Para resolver un problema creo necesario comprender que la solución a ese problema no está tanto en las ideas para resolverlo como en el medio o camino para hacerlo. Sin duda esto último es lo que determina la consecución de los mejores resultados. Los conflictos son traducciones conductuales (físicas o verbales) de nuestra emociones o creencias latentes, por tanto surgen y se explicitan en el nivel relacional. Los vemos porque vivimos en relación a otros. Por eso para gestionar un conflicto es necesario atender al conflicto (la relación o la tarea), saber que existe y querer resolverlo. Nada más útil en este sentido que abogar por una causa común como la búsqueda del bienestar. No obstante los problemas se tejen en un nivel anterior a esas traducciones conductuales, surgen así en los niveles cognitivo y emocional.
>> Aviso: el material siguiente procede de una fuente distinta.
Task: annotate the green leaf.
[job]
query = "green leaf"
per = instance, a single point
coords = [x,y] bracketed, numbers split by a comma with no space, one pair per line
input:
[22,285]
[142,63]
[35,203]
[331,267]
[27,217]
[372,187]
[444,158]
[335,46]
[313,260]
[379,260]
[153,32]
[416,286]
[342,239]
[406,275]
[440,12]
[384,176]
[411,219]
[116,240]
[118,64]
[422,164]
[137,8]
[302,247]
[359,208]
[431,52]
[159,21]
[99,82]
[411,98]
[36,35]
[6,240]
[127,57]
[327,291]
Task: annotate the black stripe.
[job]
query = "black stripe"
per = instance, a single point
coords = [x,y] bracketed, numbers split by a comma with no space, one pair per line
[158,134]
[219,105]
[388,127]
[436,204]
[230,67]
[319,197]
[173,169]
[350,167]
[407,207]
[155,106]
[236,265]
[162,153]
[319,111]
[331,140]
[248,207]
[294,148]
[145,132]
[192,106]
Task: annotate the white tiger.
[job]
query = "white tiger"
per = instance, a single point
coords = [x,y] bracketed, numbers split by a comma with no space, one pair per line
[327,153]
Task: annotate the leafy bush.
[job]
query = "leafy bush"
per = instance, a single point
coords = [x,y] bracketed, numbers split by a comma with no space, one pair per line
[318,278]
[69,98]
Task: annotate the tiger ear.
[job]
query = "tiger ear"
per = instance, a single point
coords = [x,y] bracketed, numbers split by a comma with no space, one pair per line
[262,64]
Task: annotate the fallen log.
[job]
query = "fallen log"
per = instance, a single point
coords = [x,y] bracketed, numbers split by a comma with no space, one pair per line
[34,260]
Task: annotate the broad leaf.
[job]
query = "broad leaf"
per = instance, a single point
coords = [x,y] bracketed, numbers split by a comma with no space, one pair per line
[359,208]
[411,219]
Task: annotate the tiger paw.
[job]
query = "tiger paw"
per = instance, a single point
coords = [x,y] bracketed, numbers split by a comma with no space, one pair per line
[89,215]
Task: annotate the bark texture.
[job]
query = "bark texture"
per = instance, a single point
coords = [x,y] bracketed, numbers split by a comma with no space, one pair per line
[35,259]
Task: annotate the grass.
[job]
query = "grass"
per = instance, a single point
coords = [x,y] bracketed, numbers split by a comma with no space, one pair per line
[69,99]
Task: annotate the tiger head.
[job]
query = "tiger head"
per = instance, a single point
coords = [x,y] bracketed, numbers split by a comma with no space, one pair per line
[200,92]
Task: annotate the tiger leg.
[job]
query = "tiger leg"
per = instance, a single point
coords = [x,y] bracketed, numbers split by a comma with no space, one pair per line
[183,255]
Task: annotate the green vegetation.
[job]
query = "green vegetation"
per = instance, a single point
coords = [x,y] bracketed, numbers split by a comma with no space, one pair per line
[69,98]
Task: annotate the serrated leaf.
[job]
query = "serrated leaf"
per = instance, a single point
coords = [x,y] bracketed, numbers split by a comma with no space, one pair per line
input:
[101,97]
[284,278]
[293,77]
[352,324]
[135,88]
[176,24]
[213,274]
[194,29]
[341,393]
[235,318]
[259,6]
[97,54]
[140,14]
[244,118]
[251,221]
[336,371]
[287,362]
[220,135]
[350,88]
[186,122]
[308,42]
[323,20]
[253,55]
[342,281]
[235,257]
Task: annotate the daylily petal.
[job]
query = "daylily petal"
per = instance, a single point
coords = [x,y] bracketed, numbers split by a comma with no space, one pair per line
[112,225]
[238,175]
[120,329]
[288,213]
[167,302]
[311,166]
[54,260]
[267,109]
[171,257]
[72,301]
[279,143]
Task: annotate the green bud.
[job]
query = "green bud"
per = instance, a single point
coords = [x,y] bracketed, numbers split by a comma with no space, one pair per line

En estos niveles es necesario hurgar en la herida, ahondar en la exploración y el cuestionamiento de esas creencias o prejuicios aparentemente irrenunciables.

He aquí la segunda clave para comprender la naturaleza de todos los problemas: distingue conflicto y problema.
 
 

DISTINGUE CAMBIO ITERATIVO DE CAMBIO SIGNIFICATIVO 

Bertalanffy y Watzlawick nos hicieron cada uno en su tiempo, un regalo de valor incalculable. Bertalanffy nos habló de una notable diferencia entre estructura y función. Aplicado al tema que nos ocupa -la naturaleza de los problemas- podemos deducir que existe una estructura del problema (que es diferente en la cabeza de todos los intervinientes en el mismo) y a la vez una función del problema (que es compartida por todos). Esto nos ayuda a construir nuevas realidades. Además el maestro Watzlawick definió que existen dos tipos de cambio: CAMBIOS 1 que no resuelven el problema (que permanece inalterable ante la sucesión de este tipo de acciones) pero que significan pequeños cambios iterativos y observables; y CAMBIOS 2 que sí resuelven el problema porque la propia aparición de estos cambios modifica por completo el sistema de creencias en el que fue generado el problema. Los cambios 1 se dan cuando no somos capaces de pensar fuera de la caja, los cambios 2 llegan del exterior o bien cuando somos capaces de mirar el problema desde una nueva perspectiva (la sistémica).

He aquí la tercera clave para comprender la naturaleza de todos los problemas: distingue cambios iterativos y cambios significativos.

Espero que este artículo te haya resultado interesante.